Не повторяйте мою ошибку и никогда не говорите своей маме о расторгнутой помолвке, когда она выруливает на улицу с двусторонним движением.
— Какой мерзавец! — вопила мама, чудом избежав столкновения с несколькими дюжинами автомобилей. Всю дорогу она на нескольких языках, не замолкая, поносила Джереми Бакстера и его семейство вплоть до седьмогр колена. — Как он посмел?
— Я и сама себя спрашиваю, — грустно призналась я.
— Он ведь обещал на тебе жениться!
— В наши дни слова ничего не значат, — вздохнула я.
Немного позже, когда мы сидели в гостиной, папа, который до сих пор мирно читал газету, вдруг заявил:
— Между прочим, мне он сразу не понравился.
— Что? — хором спросили мы с мамой.
— Я говорю, что мне он сразу не понравился. Без конца хвастался своим положением, держался кичливо, как павлин, да еще автомобилем своим вечно козырял. Я с первой встречи его раскусил. Типичный фанфарон и альфонс.
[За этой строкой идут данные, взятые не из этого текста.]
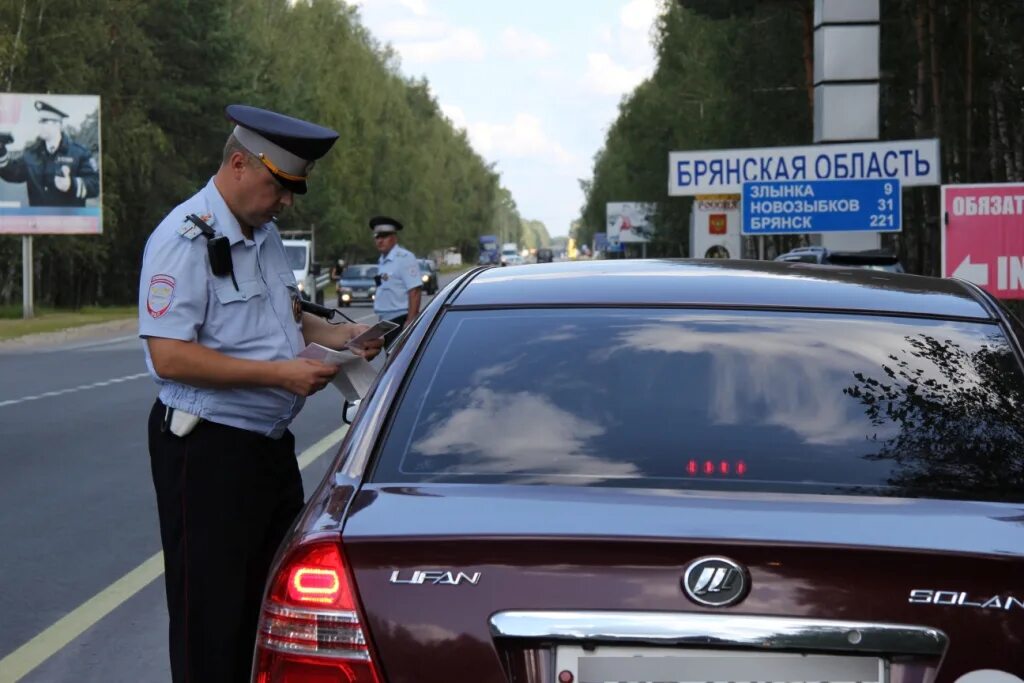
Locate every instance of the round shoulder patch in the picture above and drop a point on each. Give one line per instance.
(161, 295)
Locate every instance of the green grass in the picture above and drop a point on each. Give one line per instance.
(51, 319)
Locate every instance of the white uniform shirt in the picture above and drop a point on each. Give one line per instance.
(399, 272)
(180, 298)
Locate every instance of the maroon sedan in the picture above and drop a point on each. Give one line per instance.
(672, 471)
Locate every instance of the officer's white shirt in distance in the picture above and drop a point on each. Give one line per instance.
(399, 272)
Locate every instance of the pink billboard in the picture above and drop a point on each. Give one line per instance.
(983, 237)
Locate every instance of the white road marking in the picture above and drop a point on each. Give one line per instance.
(60, 392)
(23, 660)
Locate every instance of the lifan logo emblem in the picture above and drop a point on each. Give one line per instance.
(716, 582)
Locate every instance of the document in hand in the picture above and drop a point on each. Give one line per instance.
(354, 375)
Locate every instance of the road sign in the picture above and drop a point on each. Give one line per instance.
(717, 171)
(821, 206)
(983, 237)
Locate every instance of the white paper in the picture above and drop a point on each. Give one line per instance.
(355, 374)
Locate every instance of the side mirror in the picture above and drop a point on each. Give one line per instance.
(348, 411)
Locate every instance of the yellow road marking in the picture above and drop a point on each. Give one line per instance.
(49, 642)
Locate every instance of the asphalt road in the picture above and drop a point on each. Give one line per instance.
(78, 517)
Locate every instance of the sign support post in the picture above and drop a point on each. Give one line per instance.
(27, 279)
(846, 86)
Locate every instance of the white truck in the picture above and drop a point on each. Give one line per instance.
(312, 282)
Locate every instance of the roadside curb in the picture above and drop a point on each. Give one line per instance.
(93, 332)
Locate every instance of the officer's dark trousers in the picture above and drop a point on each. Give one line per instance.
(226, 497)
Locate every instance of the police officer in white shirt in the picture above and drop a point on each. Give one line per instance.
(398, 280)
(220, 313)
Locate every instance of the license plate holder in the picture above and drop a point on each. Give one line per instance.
(613, 664)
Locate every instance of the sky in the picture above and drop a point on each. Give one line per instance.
(536, 83)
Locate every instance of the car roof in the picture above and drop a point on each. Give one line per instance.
(718, 283)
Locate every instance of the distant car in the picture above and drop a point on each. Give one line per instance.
(356, 285)
(656, 470)
(429, 275)
(876, 259)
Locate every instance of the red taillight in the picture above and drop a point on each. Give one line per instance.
(711, 468)
(309, 630)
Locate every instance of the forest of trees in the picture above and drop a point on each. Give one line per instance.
(738, 73)
(165, 70)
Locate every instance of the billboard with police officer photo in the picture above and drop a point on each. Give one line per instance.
(49, 164)
(630, 222)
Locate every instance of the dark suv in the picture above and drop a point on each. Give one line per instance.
(876, 259)
(657, 470)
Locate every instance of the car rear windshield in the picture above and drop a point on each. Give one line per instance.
(355, 271)
(750, 400)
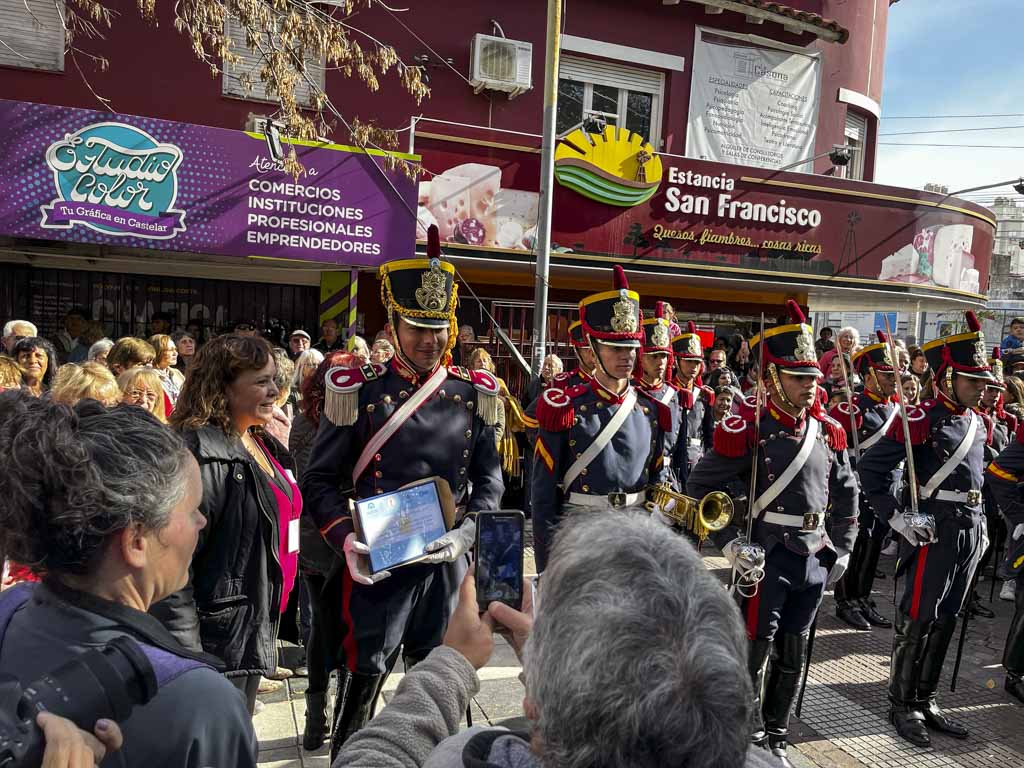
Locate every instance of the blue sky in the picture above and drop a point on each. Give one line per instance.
(952, 57)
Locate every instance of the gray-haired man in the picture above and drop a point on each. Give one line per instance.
(637, 657)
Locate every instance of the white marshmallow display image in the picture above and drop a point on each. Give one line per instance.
(938, 256)
(469, 206)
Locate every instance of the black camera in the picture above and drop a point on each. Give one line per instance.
(89, 687)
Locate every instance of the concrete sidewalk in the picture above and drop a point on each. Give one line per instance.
(844, 722)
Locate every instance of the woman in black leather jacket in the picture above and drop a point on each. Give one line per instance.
(245, 564)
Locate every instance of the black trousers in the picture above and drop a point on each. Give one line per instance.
(410, 608)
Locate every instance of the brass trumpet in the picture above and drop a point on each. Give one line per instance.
(700, 516)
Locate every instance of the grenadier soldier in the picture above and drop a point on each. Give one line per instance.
(805, 516)
(653, 370)
(695, 400)
(385, 427)
(1005, 479)
(600, 443)
(875, 413)
(943, 538)
(1004, 427)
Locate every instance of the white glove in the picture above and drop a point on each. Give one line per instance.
(453, 545)
(743, 556)
(356, 557)
(838, 570)
(919, 529)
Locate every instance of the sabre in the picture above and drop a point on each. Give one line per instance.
(907, 444)
(849, 402)
(739, 581)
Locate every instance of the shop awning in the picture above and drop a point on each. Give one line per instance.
(794, 19)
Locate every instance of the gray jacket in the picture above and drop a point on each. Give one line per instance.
(420, 726)
(197, 720)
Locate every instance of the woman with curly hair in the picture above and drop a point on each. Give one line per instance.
(39, 360)
(86, 381)
(247, 557)
(103, 505)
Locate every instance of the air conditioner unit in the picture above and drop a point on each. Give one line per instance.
(501, 65)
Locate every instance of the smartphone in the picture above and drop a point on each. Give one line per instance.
(499, 558)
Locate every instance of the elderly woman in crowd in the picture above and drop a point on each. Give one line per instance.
(11, 375)
(245, 564)
(665, 684)
(281, 425)
(129, 352)
(141, 386)
(99, 350)
(87, 381)
(849, 340)
(103, 503)
(39, 360)
(186, 345)
(164, 364)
Я не верила своим ушам. Когда мы, женщины, бушевали, папа всегда помалкивал и уж тем более не осмеливался свое мнение высказать.
— Обалдеть можно! — взвизгнула я. — Ты думал так и молчал? Почему же сразу не сказал?
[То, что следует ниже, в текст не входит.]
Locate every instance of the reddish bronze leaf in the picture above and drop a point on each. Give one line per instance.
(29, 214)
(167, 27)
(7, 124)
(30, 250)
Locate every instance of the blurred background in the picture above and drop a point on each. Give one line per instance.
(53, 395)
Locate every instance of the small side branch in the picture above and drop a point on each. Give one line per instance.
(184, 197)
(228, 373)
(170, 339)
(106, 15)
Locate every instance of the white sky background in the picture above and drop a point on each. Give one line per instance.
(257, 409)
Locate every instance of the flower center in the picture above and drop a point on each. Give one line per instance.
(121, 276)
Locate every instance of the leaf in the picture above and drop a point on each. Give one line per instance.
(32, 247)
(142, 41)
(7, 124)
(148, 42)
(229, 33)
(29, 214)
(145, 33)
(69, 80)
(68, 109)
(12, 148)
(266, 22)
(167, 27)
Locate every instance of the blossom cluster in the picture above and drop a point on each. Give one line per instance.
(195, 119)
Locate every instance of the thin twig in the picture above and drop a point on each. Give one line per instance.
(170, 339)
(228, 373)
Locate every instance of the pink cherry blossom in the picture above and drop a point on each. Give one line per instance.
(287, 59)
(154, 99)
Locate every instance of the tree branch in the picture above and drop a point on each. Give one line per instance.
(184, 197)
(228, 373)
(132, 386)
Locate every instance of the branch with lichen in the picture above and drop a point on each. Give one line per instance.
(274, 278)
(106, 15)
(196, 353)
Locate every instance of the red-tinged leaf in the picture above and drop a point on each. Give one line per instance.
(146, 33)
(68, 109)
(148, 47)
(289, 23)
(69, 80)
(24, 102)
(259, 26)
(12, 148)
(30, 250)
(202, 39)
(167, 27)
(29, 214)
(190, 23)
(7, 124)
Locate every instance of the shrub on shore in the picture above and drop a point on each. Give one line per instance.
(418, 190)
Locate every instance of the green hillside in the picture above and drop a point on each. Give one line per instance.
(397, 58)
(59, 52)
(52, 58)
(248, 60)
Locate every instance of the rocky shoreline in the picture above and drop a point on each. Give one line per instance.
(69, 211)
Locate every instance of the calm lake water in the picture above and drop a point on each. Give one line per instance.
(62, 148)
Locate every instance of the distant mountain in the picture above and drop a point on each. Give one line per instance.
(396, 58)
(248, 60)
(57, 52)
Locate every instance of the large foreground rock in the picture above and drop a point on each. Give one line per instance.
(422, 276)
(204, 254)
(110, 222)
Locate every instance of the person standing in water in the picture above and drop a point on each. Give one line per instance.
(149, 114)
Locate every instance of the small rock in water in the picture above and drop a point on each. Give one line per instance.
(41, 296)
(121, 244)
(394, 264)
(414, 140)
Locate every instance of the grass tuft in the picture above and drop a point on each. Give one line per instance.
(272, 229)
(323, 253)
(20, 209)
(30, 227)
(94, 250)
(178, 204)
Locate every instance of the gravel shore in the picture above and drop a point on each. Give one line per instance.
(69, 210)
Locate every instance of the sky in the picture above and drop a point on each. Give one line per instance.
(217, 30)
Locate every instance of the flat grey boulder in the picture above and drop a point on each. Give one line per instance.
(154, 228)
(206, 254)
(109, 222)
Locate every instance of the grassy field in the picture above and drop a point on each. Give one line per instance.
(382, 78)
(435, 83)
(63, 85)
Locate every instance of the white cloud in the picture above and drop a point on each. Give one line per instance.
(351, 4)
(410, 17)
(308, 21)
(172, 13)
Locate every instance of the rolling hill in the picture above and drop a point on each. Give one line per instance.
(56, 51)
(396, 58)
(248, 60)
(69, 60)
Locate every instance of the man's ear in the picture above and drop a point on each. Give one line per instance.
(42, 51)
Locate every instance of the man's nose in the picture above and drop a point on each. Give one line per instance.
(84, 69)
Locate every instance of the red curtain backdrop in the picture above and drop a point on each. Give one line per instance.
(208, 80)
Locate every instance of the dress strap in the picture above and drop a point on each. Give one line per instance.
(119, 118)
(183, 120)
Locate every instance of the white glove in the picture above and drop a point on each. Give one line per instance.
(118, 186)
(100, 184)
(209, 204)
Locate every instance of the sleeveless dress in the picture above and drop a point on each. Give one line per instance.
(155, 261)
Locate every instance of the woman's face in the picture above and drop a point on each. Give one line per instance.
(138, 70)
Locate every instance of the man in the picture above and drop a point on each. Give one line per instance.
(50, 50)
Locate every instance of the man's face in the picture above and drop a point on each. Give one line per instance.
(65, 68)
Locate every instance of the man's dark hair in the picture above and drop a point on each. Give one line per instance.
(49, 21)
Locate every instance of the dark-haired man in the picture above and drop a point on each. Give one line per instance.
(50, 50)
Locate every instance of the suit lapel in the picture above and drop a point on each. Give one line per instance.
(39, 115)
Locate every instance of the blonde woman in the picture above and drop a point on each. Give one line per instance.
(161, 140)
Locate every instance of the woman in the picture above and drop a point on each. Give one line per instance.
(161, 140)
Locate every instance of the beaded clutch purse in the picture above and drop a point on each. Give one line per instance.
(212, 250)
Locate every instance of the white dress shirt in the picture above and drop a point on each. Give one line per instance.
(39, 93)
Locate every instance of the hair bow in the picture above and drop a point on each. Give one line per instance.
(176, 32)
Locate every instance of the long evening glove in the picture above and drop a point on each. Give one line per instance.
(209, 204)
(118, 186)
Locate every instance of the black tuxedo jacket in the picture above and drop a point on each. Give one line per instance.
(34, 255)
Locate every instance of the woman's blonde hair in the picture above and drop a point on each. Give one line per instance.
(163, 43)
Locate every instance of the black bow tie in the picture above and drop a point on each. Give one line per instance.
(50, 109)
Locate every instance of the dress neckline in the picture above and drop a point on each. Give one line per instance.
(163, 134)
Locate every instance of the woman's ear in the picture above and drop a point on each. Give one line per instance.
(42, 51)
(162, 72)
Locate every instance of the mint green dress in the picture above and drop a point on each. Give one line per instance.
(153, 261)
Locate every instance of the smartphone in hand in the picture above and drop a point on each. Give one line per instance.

— Не хотел вмешиваться, — ответил папа, пожимая плечами.
— И напрасно! — рявкнула я. — А как же священный родительский долг? Почему, если вы все такие проницательные, никто мне сразу глаза на него не открыл? Что на Дэвида, что на Джереми. Неужели никто не мог удержать дочь от пагубного шага?
Папа втянул голову в плечи и поспешно спрятался за спасительной газетой.
А вот мама в кои-то веки подоспела к нему на выручку.
— Папа прав, Эли. Мы с ним давно решили не вмешиваться в твою личную жизнь. Вспомни, когда я раньше говорила, что мне не нравятся твои поклонники, ты лишь решительнее шла с ними на сближение:.. — Не дожидаясь моего ответа, мама спросила: — Может, выпьешь чашечку чаю, доченька?
— Мне сейчас не до чая, — уныло ответила я.
— Да, ты права, — согласилась она. — После такого денька мне бы самой полпинты виски не помешали бы. И стакан грога.
— Пожалуй, я домой поеду, — со вздохом сказала я.
— Постой, Эли, — попросила мама. — Мы с отцом еще не все тебе сказали.
— Пойду посмотрю, что в кладовке делается, — произнес вдруг папа.
К моему изумлению, мама кивнула.
— Вы же хотели мне что-то сказать, — напомнила я.